People looking for safe investments often prefer government-backed savings schemes.
Among them, the Post Office Recurring Deposit (RD) Scheme has become a popular option because it combines security with steady returns.
With a small daily saving of around ₹333, investors can build a large maturity amount over time.
The scheme is backed by the Government of India, making it a low-risk choice for long-term savings.
Government Guarantee Makes It a Safe Investment
One of the biggest advantages of Post Office schemes is safety.
Since these schemes are operated by the government, investors do not have to worry about market risks.
Whether the investment amount is small or large, the money remains secure.
This is why many people prefer post office savings schemes for disciplined and risk-free investing.
Interest Rate and Eligibility Details
The Post Office RD Scheme currently offers an interest rate of 6.7% per annum.
Investors can start with a minimum deposit of just ₹100.
Even children above 10 years of age can open an account with the help of their family members.
Once they turn 18, they can independently operate the account after completing KYC formalities.
The scheme is suitable for salaried employees, small savers, and parents planning long-term savings for children
5-Year Maturity with Extension Option
The maturity period of the Post Office RD account is 5 years.
After maturity, investors also get the option to extend the account for another 5 years.
The deposit rules depend on the account opening date:
If the account is opened before the 16th of a month, deposits must be made before the 15th of every month.
If opened after the 16th, deposits can be made between the 16th and the last working day of the month.
This system helps maintain regular monthly savings.
Loan and Premature Closure Facility Available
The scheme also offers flexibility to investors.
If needed, the account can be closed prematurely after 3 years.
In case of the account holder’s death, the nominee can continue or claim the account.
Another useful feature is the loan facility.
After one year of regular deposits, investors can take a loan of up to 50% of the deposited amount at an interest rate of 2%.
How ₹333 Daily Can Grow Into ₹17 Lakh
The calculation behind the ₹17 lakh corpus is simple.
Saving ₹333 daily means investing around ₹10,000 every month.
Over 5 years, the total investment becomes ₹6 lakh.
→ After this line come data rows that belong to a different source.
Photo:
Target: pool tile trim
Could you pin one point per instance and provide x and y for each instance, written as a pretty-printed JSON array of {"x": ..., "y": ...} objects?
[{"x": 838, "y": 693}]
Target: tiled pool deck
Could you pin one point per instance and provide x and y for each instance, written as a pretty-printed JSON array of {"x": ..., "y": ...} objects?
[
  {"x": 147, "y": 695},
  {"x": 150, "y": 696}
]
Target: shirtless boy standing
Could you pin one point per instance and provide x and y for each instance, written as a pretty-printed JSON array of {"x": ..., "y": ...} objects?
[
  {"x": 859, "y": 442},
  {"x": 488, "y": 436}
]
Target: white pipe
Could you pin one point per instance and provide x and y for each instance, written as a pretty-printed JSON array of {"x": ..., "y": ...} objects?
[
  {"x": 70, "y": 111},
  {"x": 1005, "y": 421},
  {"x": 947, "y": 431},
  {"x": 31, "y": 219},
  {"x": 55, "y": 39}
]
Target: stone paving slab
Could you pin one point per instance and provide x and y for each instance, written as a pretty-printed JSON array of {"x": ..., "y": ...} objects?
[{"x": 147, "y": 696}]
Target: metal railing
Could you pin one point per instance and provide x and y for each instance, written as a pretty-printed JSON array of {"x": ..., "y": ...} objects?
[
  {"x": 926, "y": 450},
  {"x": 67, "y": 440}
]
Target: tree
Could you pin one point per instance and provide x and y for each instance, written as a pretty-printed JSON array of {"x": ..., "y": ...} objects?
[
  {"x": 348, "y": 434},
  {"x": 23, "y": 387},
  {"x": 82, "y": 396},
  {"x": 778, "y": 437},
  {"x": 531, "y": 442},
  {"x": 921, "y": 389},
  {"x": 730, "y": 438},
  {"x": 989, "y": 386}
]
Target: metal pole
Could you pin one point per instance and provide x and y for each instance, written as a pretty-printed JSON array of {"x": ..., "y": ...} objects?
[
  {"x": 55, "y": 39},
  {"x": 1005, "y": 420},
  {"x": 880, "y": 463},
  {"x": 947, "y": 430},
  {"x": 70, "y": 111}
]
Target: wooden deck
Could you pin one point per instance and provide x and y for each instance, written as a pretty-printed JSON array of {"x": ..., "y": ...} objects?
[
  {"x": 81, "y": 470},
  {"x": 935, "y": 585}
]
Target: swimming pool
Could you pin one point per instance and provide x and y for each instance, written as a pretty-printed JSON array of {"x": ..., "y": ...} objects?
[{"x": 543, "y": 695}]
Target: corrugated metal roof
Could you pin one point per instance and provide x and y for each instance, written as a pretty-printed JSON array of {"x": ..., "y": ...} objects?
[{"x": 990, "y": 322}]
At a 6.7% interest rate, the maturity amount grows to around ₹7.13 lakh.
If the account is extended for another 5 years, the total investment reaches ₹12 lakh.
With accumulated interest of over ₹5 lakh, the final maturity amount becomes approximately ₹17.08 lakh.
This makes the Post Office RD Scheme a practical option for people who want disciplined savings with guaranteed returns over the long term.